Reputation: 2342
I have Data Frame in Python Pandas like below:
data = [
(1, None, None, None, '2023-01-10', None, None),
(1, None, None, None, '2023-01-10', 1, 0),
(1, 9, 0, 0.55, '2023-01-10', 15, None),
(2, None, None, None, '2023-11-22', 2, 1),
(2, 88, 1, 0.68, '2023-11-22', 103, 8)
]
df = pd.DataFrame(data, columns=['id', 'col1', 'col2', 'col3', 'col_date', 'col4', 'col5'])
df
And I need to for each group of values from columns: id, col_date (data type datetime) fill values in columns: col1, col2, col3. For each group of values from columns: id, col_date at least one row has values in: col1, col2, col3 and I need to fill rest of rows by this values for each mentioned group.
Values in columns: col4, col5 (and rest of many more columns whoch was not included in this example) have stay untouched.
So as a result I need something like below:
data = [
(1, 9, 0, 0.55, '2023-01-10', None, None),
(1, 9, 0, 0.55, '2023-01-10', 1, 0),
(1, 9, 0, 0.55, '2023-01-10', 15, None),
(2, 88, 1, 0.68, '2023-11-22', 2, 1),
(2, 88, 1, 0.68, '2023-11-22', 103, 8)
]
df = pd.DataFrame(data, columns=['id', 'col1', 'col2', 'col3', 'col_date', 'col4', 'col5'])
df
How can I do that in Python Pandas ?
Upvotes: 0
Views: 60
Reputation: 295
See if you can try this. Basically, the below code snippet merges dataframe on to itself (after keeping in non nan rows). Note that df2 will have only those rows where all the three columns (col1,col2 and col3) have non null values.

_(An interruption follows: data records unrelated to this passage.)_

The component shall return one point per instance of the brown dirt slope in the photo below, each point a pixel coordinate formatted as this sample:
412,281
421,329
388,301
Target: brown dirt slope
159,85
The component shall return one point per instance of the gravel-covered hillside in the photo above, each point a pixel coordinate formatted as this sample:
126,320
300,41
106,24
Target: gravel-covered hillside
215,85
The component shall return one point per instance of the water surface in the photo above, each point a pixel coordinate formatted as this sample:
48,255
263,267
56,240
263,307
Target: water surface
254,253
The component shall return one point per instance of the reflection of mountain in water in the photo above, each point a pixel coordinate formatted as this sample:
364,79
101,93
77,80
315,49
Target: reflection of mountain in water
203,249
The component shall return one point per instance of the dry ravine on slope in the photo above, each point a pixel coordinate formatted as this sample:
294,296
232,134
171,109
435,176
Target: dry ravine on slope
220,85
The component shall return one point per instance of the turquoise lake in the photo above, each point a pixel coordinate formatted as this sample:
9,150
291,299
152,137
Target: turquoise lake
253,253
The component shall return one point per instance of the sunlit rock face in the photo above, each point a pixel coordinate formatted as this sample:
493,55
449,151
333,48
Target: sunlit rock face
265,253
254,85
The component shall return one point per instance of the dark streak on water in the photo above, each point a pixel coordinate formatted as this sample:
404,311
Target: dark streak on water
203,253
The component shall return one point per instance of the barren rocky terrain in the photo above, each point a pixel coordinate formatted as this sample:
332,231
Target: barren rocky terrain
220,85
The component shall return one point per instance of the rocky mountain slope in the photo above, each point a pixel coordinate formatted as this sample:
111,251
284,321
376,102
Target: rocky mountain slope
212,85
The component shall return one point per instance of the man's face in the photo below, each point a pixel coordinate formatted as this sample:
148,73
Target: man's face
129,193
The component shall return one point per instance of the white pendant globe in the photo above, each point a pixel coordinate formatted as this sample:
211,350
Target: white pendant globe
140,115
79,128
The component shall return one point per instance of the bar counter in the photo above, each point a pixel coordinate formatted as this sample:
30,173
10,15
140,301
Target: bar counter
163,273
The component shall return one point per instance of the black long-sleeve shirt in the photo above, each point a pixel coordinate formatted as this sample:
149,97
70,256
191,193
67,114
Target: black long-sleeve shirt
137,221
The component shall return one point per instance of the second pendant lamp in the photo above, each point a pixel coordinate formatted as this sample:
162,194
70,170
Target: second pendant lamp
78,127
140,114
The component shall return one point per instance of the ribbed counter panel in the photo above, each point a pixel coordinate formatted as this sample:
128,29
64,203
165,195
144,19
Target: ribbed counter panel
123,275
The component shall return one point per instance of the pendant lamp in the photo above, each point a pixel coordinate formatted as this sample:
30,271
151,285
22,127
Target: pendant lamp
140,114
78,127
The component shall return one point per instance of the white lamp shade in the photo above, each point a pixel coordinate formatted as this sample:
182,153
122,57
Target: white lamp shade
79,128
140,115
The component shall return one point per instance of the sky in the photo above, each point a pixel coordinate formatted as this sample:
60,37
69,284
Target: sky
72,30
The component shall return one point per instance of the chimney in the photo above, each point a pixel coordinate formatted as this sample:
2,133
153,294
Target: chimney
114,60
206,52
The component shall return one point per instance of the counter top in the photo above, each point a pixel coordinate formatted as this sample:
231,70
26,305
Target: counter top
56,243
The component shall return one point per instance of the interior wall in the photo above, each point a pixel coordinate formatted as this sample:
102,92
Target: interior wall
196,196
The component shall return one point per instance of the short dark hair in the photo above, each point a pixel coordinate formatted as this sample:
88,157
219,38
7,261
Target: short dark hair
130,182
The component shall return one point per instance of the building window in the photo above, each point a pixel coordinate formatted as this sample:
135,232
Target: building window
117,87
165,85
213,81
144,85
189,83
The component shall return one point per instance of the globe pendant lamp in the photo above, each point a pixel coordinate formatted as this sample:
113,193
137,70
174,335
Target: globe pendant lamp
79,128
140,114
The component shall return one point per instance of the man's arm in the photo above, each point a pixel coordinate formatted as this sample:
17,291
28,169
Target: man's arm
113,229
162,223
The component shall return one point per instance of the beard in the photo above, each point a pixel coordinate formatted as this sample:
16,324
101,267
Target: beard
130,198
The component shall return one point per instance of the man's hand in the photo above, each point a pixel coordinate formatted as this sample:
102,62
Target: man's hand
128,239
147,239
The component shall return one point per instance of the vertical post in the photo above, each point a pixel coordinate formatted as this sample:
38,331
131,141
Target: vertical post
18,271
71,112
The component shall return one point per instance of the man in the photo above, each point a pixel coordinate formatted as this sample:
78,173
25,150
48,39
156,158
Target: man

df2=df[['id','col_date','col1','col2','col3']].copy(deep=True)
df2 = df2[df[['col1','col2','col3']].notnull().all(1)]
final=df.merge(df2,on=['id','col_date'],how='inner')
final=final[['id','col1_y','col2_y','col3_y','col_date','col4','col5']].rename(columns={'col1_y':'col1','col2_y':'col2','col3_y':'col3'})
Upvotes: 0
Reputation: 120559
You can still use my previous answer but select desired columns between groupby
and transform
:
>>> df.fillna(df.groupby(['id', 'col_date'])[['col1', 'col2', 'col3']]
.transform('max'))
id col1 col2 col3 col_date col4 col5
0 1 9.0 0.0 0.55 2023-01-10 NaN NaN
1 1 9.0 0.0 0.55 2023-01-10 1.0 0.0
2 1 9.0 0.0 0.55 2023-01-10 15.0 NaN
3 2 88.0 1.0 0.68 2023-11-22 2.0 1.0
4 2 88.0 1.0 0.68 2023-11-22 103.0 8.0
max
only works if your dtype is numeric. If it's not the case, you can use a custom function. Replace 'max'
with lambda x: x.dropna().squeeze()
or lambda x: x.ffill().bfill()
:
>>> df.dtypes
id int64
col1 object
col2 float64
col3 object
col_date object
col4 float64
col5 float64
dtype: object
>>> df.fillna(df.groupby(['id', 'col_date'])[['col1', 'col2', 'col3']]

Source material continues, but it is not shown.